$ \left(2^\left(n+3\right) - 2^n\right)/14 $
My thought process behind solving it was to spilt the first 2 term into two separate terms then cancelling the 2^n leaving 2^3 over 14
$ (2^n \cdot 2^3-2^n)/14 $
$ (2^3)/14 = 8/14
$
however this is incorrect, how am i supposed to correctly simplify this equation?

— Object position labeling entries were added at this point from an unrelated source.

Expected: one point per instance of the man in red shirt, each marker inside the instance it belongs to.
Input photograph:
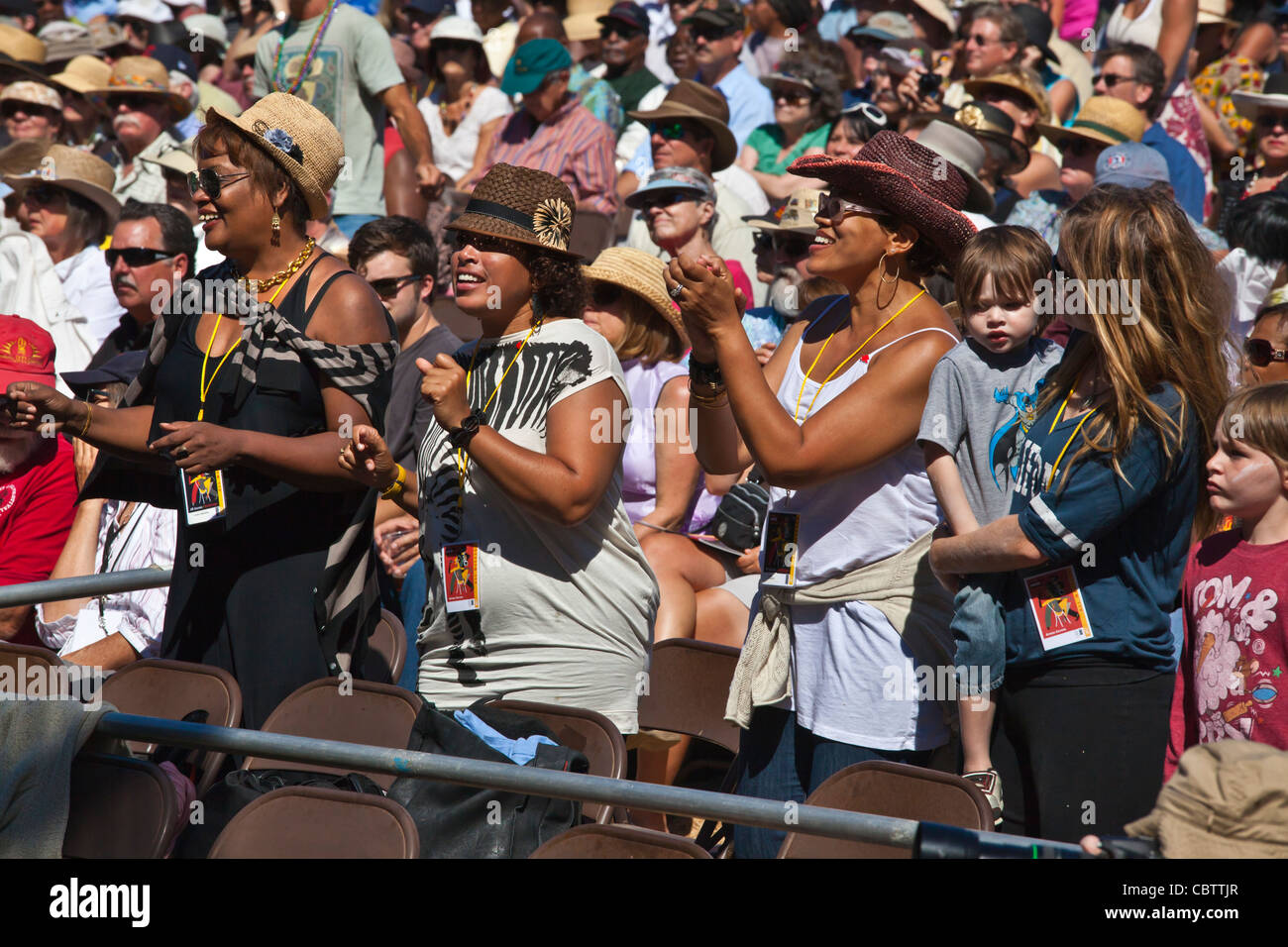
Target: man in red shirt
(38, 479)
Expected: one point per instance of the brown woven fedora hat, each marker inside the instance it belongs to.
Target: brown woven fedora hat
(73, 170)
(696, 102)
(909, 180)
(299, 138)
(640, 273)
(524, 205)
(134, 75)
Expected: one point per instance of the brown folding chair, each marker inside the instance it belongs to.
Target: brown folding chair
(374, 714)
(881, 788)
(386, 650)
(314, 822)
(22, 657)
(591, 733)
(120, 808)
(617, 841)
(171, 689)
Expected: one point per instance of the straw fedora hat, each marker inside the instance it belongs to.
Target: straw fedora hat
(1274, 95)
(522, 205)
(1102, 119)
(640, 273)
(906, 179)
(297, 138)
(1227, 799)
(84, 73)
(138, 75)
(73, 170)
(694, 101)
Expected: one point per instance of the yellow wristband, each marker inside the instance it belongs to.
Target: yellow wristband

Sorry about messing up the formatting so much
Are you having trouble simplifying this fraction? Well, you have failed to see that you can factor out $2^n$ from the expression in the numerator. What you did there is an incorrect piece of mathematics. Memorize this fact: $ab \pm a=a(b \pm 1)$. The idea here is that if each term in an expression shares a common factor, you can bring it out front. Once you've factored out the $2^n$, the rest is pretty straightforward. Here's how it typically would be done:
$$ \frac{2^{n+3}-2^n}{14}= \frac{2^n\cdot 2^3 - 2^n}{14}= \frac{2^n(2^3 - 1)}{14}= \frac{2^n(8-1)}{14}= \frac{2^n \cdot 7}{14}= \frac{2^n}{2}= 2^n \cdot 2^{-1}= 2^{n-1} $$
And that's as far as you can go in terms of simplification.
Steps:
$2^{n+3}= 2^n2^3= 2^n×8.$
$(2^{n+3} -2^n) = 2^n(8-1)=7×2^n.$
$14=2×7$.
$\dfrac{7×2^n}{14}= 2^n/2^1= 2^{n-1}.$